A forma como as pessoas buscam informação na internet mudou. Em vez de digitar palavras-chave em buscadores tradicionais, usuários passaram a conversar com ferramentas de inteligência artificial (IA) como ChatGPT, Gemini e Perplexity, que entregam respostas prontas, contextualizadas e sintéticas.
Esse movimento vem alterando a lógica de descoberta de conteúdo online e reduzindo a centralidade dos links como principal porta de entrada para informações. O que antes era dominado pelas regras do SEO (Search Engine Optimization), hoje ganha novos formatos com o GEO (Generative Engine Optimization), a prática de otimizar conteúdo para aparecerem nas respostas geradas por inteligências artificiais generativas.

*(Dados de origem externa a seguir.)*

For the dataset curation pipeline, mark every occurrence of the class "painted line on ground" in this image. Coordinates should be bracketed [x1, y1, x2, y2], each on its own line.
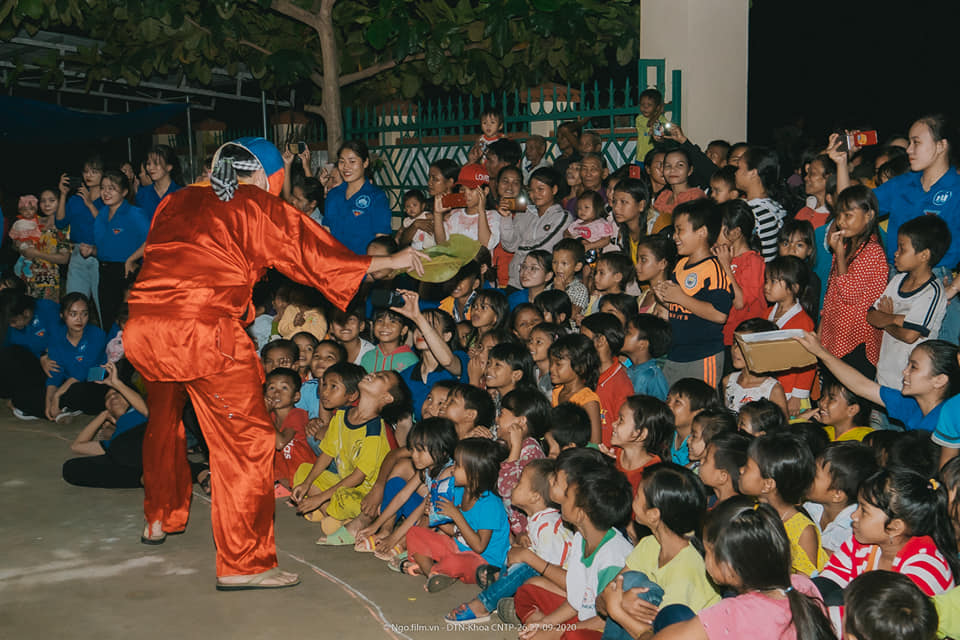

Para Marta Dourado, CEO da Fundamento Grupo de Comunicação, essa mudança já exige ajustes concretos na forma como as empresas e criadores estruturam sua presença digital, desde o conteúdo até os elementos dentro dos próprios sites. Pensando nisso, ela analisa o que muda na prática e o que as marcas precisam fazer para se adaptar à nova lógica das buscas mediadas pela inteligência artificial. Confira:
Conteúdos mais claros
O conteúdo deixa de ter como objetivo principal o ranqueamento. Agora, a finalidade é ser compreendido e utilizado pela IA como fonte confiável pelos buscadores, que utilizam essas informações para gerar respostas aos usuários.
De acordo com Marta, isso exige um nível maior de clareza e profundidade na produção. “O conteúdo precisa ser completo o suficiente para ser entendido sozinho. A IA não depende mais apenas de links, ela interpreta o próprio texto e decide se aquilo é confiável ou não”, explica.
Dados do Pew Research Center mostram que 60% das buscas iniciadas com termos interrogativos, como “quem”, “o que”, “quando” e “por que”, acionam resumos gerados por inteligência artificial. Para a executiva, esse comportamento reforça a necessidade de conteúdos mais objetivos, completos e estruturados para responder dúvidas reais dos usuários.
Hiperlinks perdem protagonismo
Embora ainda tenham relevância como referência e contexto, os hiperlinks perdem espaço como principal mecanismo de autoridade dentro de ambientes baseados em IA generativa.
A lógica de dependência de links muda. O que passa a importar é a consistência da informação e a capacidade do conteúdo de se sustentar por si só como fonte confiável”, destaca a executiva.
Na prática, os backlinks permanecem importantes no GEO, mas perdem peso relativo para as menções de marca. Enquanto o SEO tradicional valoriza links como votos de confiança entre domínios, a inteligência artificial interpreta menções textuais como indicadores de autoridade e relevância. “Isso significa que uma empresa citada frequentemente em contextos positivos por fontes confiáveis ganha preferência nas respostas das IAs, mesmo sem links diretos”, comenta a CEO da Fundamento Grupo de Comunicação.
Data Driven PR
Menções de marca em contextos positivos funcionam como sinais de confiança nos critérios de GEO. Diferentemente dos backlinks, que transferem autoridade entre domínios, as menções influenciam a forma como modelos de linguagem interpretam a credibilidade e a relevância de uma marca em contextos específicos.
Nesse cenário, a assessoria de imprensa orientada a dados – também conhecida como Data Driven PR – torna-se uma estratégia fundamental para GEO. A produção de pesquisas originais, análises de mercado e insights baseados em dados proprietários gera conteúdos mais atrativos para veículos de comunicação e influenciadores, ampliando a credibilidade e a autoridade da marca.
Elementos como banners e formatos tradicionais de display continuam relevantes para a experiência do usuário, mas começam a perder destaque com a descoberta de marcas acontecendo cada vez mais por meio de respostas mediadas por inteligência artificial. “Com a mediação da IA, os banners deixam de cumprir apenas uma função de conversão imediata e passam a reforçar presença e reconhecimento de marca dentro de uma estratégia mais ampla de reputação digital”, afirma.
Segundo a executiva, isso também amplia a importância de ações integradas entre branding, conteúdo, reputação e presença institucional. “Empresas que compreenderem essa transformação com antecedência terão vantagem competitiva na construção de relevância digital. Mais do que disputar posições em buscadores, o desafio agora é construir autoridade suficiente para ser reconhecida como fonte confiável em um ambiente mediado por inteligência artificial”, completa.